Pre Class 9/24- Lyotard and Habermas

  Artist and writers have lost their place in society and the community and must fix this, according to Lyotard. Lyotard states, "There is an irrefutable sign of this common disposition: it is that for all those writers nothing is more urgent than to liquidate the heritage of the avant-gardes"(40). It seems that experimental work is being vilified, albeit carefully, "By putting the avant-gardes through the mixing process, the artist and critic feel more confident that they can suppress them than launching a frontal attack" (40). So, I feel that Lyotard is saying that avant-gardism is a part of the post modern condition for an individual but the capitalistic system itself shuns it as being to out there and opposite to the status quo's manufactured preferment for realism. 
  As I understand it the institutions of corporations, government, and media work together to construct a reality they deem as a status quo reality, that is hidden behind the name of realism, in which the tenets of capitalism are the guiding force. A pursuit for profits by those controlling the resources of production causes a full-scale campaign against any that would undermine the proposition of a consumer collective that would feed this system. In this you will find that experimental arts and work are marginalized due to the fact that they, often, challenge the fragile construction of reality. "What is clear, however, is that when it is launched by a political apparatus, the attack on artistic experimentation is specifically reactionary: aesthetic judgment would only be required to decide whether such or such work is in conformity with the established rules of the beautiful" (41).
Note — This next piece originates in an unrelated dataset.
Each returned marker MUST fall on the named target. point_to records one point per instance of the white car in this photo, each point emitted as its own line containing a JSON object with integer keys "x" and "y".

  Habermas focused on Modernism and describes it as being a time in which changes occur from 'old ways' into 'new ways'. Such as during the period of Enlightenment in which philosophers and scientist separated the spheres of "science, morality, and art" (102). One thing that caught my attention is when talks about neo-conservatives and their techniques used to undermine opposition to their models by linking that opposition with extremism. This happens so much in politics today. Like with Obama, he is touted as being a totalitarian socialist because he supported socialization of healthcare. This fits closely with what Lyotards had also talked about since essentially oppositional thought is a sort of avant-gard social expression since it does not conform to norms of the status quo. 
  So do post modernism and modernism coexist, and neither of them are complete?